Undercover: UCLA Historian to Speak about the Secret Life of Journalist Grace Halsell

Historian Robin D. G. Kelley will visit campus April 16-18 for three lectures as part of the 2018 Carl Becker Lecture Series. The lectures are based on Kelley’s latest project – a biography of the late Grace Halsell, an American journalist who wrote about her experiences going undercover by passing as a black woman, an undocumented worker from Mexico and a right-wing Christian fundamentalist. 

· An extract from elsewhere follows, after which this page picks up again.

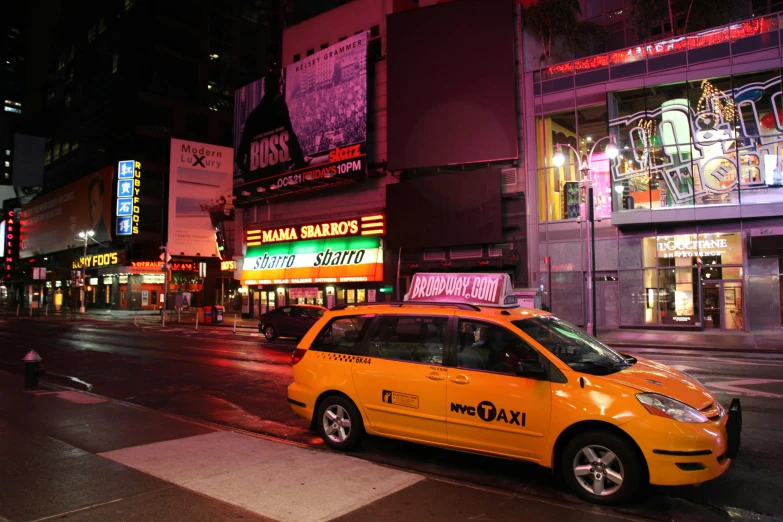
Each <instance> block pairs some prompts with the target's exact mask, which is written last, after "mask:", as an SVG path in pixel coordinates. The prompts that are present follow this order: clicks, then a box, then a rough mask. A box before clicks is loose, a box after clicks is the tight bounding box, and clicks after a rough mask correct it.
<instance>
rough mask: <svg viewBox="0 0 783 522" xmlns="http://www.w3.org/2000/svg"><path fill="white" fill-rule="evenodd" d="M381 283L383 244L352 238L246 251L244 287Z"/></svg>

The series, “A Female Candide: Inside the U.S. Empire with Ms. Grace Halsell,” will include three lectures: “War Zones, Hot and Cold (1950-1967)” on Monday, April 16; “In the Colonies of North America (1968-1978)” on Tuesday, April 17; and “Stranger in the Holy Land (1979-1986)” on Wednesday, April 18. All talks will be in Lewis Auditorium, Goldwin Smith Hall, at 4:30 PM.

“Professor Kelley has deeply influenced generations of historians and activists,” said Professor Penny Von Eschen, chair of this year’s Becker series. “His scholarship — ranging from books on Black working class politics to works on jazz, Black transnationalism and Black surrealism — has greatly enriched our appreciation of the astonishing depth and creativity of Black radical traditions and the Black radical imagination.”

Kelley is the distinguished professor and Gary B. Nash Endowed Chair in U.S. History at UCLA. His research focuses on the history of social movements within the United States, the African Diaspora and Africa, and his most recent book, “Africa Speaks, America Answers!: Modern Jazz in Revolutionary Times” (Harvard University Press, 2012), explores the lives of four artists during the age of African decolonization.

The Carl Becker Lectures Series is sponsored by the Department of History and has brought distinguished historians to speak at Cornell for more than three decades.